For a lot of reasons, we really want people to graduate these days. Degrees are an easy-to-agree-upon metric for researchers. They bring greater economic returns than just some college without a degree. When Barack Obama proposed regaining the mantle of the world’s most educated population, he talked about certificates and degrees and not learning. A good school, by definition, would get students to graduation.

One of my fellow speakers at the NACCE event pointed toward the complexity of this conflation. Accepting NACCE’s Lifetime Achievement award, venture capitalist and philanthropist Gururaj Deshpande of MIT pointed out that community colleges are unique to the United States. In India, Deshpande said, the focus is on high-stakes tests that unilaterally consign students either to the educated class or the working class. The system “had so narrowly focused learning on testing,” he said, “that memorization had replaced learning.” In other nations, entrance exams are the single point of entry to higher ed, so students work really hard—for example, in South Korea, where hagwons—private cram schools—make up a billion-dollar industry and one top tutor makes $4 million a year, as Amanda Ripley reported in the Wall Street Journal.

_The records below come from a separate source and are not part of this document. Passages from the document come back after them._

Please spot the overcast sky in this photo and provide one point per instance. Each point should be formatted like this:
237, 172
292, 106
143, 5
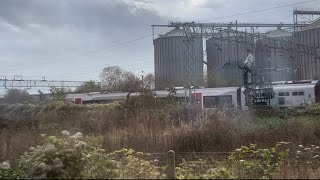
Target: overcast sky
75, 39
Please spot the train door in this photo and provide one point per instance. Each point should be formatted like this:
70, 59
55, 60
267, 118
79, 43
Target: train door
317, 92
197, 98
77, 101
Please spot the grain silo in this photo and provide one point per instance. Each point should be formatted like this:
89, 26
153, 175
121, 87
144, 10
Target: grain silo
225, 53
307, 62
170, 60
276, 55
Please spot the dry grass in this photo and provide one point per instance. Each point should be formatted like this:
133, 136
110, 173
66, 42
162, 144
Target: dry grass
148, 131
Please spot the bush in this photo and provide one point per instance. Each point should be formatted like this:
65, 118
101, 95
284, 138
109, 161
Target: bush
67, 157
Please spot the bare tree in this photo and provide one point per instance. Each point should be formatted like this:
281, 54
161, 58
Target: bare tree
149, 80
114, 78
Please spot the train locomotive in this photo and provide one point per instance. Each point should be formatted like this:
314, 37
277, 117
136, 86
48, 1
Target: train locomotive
287, 94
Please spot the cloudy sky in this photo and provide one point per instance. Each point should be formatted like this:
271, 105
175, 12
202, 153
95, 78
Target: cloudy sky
75, 39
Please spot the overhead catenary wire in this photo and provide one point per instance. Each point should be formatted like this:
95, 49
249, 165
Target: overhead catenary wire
259, 10
147, 36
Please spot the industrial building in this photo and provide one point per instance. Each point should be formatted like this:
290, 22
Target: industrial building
287, 52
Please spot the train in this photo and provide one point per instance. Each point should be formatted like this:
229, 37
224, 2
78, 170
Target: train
288, 94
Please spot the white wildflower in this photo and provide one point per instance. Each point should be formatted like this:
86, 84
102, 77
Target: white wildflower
80, 144
78, 136
65, 133
57, 163
307, 149
298, 152
50, 148
5, 165
71, 139
42, 166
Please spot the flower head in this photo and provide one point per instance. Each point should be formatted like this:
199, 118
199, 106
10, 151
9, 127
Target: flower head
65, 133
5, 165
80, 144
50, 148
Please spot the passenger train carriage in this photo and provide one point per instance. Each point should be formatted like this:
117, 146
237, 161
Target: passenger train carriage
287, 94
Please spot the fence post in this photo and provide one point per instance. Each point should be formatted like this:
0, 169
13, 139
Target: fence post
171, 174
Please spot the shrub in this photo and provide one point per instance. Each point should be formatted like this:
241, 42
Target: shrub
66, 157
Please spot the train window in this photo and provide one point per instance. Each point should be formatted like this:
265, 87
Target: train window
217, 101
282, 100
284, 94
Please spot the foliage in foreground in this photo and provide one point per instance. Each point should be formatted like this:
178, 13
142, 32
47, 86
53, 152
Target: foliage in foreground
69, 157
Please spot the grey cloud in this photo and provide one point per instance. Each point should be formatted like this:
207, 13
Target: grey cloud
84, 14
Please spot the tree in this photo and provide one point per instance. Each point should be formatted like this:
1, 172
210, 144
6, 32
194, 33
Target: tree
89, 86
17, 96
114, 78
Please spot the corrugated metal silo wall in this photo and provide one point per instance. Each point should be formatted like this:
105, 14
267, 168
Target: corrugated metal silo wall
170, 61
224, 55
307, 64
273, 58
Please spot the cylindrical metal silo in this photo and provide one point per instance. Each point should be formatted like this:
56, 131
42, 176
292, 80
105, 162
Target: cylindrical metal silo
307, 62
170, 60
280, 55
225, 53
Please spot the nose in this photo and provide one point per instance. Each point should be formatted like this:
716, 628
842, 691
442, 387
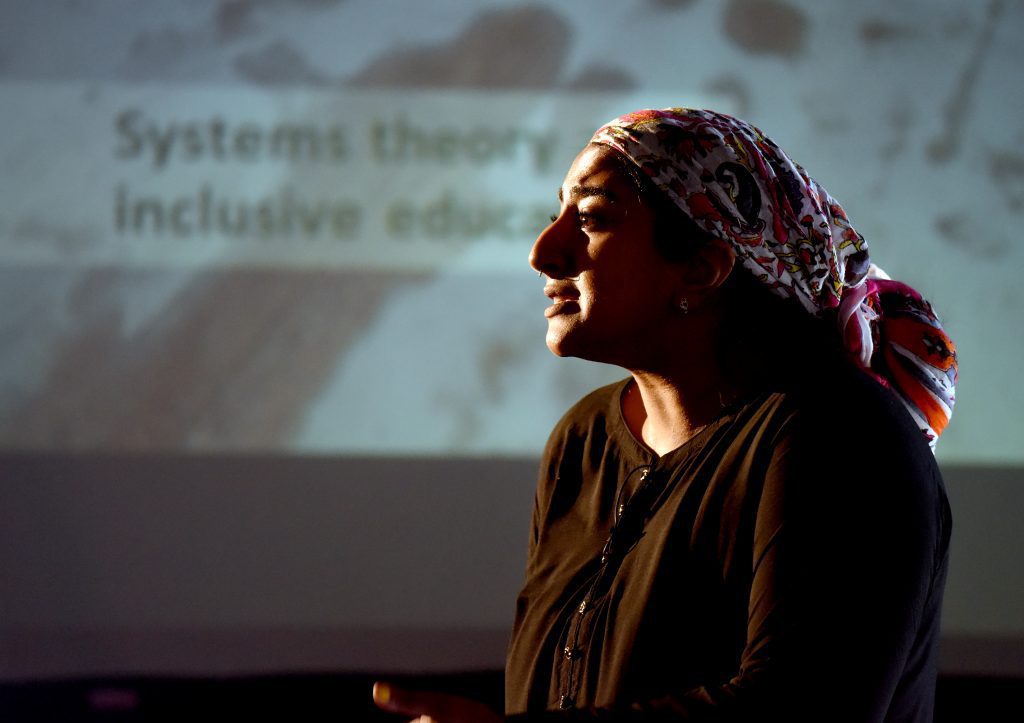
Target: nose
553, 251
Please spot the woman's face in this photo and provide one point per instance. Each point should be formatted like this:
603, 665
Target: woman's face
610, 289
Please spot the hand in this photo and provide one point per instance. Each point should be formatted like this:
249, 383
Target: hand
431, 707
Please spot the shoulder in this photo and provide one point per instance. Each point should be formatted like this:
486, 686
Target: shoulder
857, 455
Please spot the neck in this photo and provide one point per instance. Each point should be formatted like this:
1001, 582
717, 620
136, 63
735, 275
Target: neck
667, 407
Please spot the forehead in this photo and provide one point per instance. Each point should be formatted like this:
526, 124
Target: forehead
596, 171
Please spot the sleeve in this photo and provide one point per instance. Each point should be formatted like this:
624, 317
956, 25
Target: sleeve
845, 562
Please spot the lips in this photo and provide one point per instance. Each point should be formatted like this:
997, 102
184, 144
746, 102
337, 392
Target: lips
564, 298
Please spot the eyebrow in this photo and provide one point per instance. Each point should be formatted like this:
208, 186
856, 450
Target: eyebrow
584, 192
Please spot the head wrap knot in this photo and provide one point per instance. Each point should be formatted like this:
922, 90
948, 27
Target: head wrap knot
736, 184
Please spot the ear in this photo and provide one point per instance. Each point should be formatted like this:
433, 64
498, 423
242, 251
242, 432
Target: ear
708, 268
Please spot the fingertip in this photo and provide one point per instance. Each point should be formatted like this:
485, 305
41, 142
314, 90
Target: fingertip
382, 694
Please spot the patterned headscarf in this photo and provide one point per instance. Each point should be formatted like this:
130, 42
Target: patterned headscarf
738, 185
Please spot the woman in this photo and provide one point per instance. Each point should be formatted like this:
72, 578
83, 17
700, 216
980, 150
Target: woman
752, 525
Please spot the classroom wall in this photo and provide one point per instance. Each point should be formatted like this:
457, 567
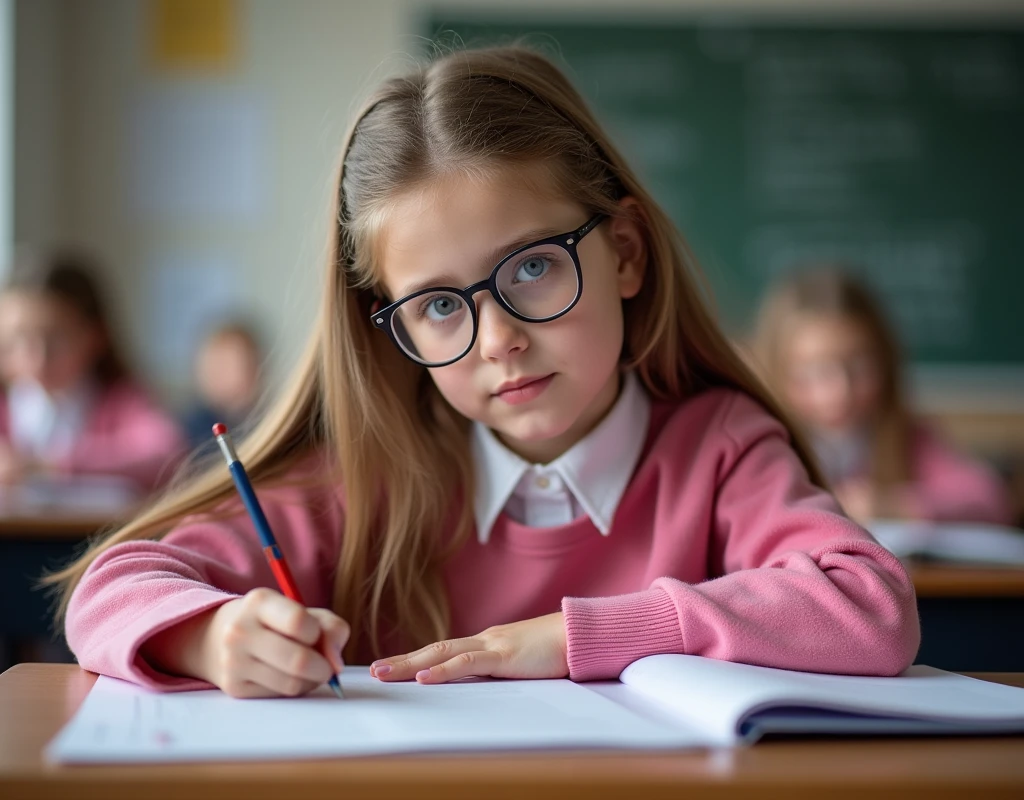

When you’ve only got one shot at college, there’s a lot of motivation for you to get it right. In the U.S. we’ve got lots of shots. Nation-to-nation comparisons of lazy U.S. students to hardworking students in East Asia often obscure this difference. In the U.S., you can fail out of high school, take the GED, dabble in a few community college classes, eventually transfer to a state university, graduate, and go on to get a medical degree or a Ph.D. It’s not the normal course for drop-outs, sure, but it is possible. And it’s the possibility—represented by a network of accessible, affordable community colleges that serve students who can’t move or stop life to go to a traditional college straight through—that has made ours a pretty good system. When one can fail, and failure does not doom one’s life chances, we all benefit. When we consider that inequality is largely a generational transfer from poor parents to their children, more opportunities for the vulnerable to take a risk on education can only be a good thing.

James Mellow, a hairdresser in Davis, Calif., recently told me how upset he was to hear that City College of San Francisco was facing closure. Back when Mellow was a couch-surfing young man in an expensive city, SFCC “was the kind of place you went to plug into a community or do something useful with your time while you looked for work,” he said. “Tuition was so cheap that it was more expensive not to take a class than to enroll.” Those are the kinds of daily risk calculations that need to tilt in favor of college enrollment. But betting on an expensive for-profit college is significantly riskier if the opportunity loads up so much debt that it effectively prevents you from ever re-enrolling in college—then you only have one shot. Similarly, a narrow focus on degree completions stifles the mission of community colleges to provide more access points for students who too often have to choose between managing their life and continuous enrollment. We need to recalculate the price we put on failure, and acknowledge that the freedom to drop out—and drop in—is one of our system’s most significant attributes.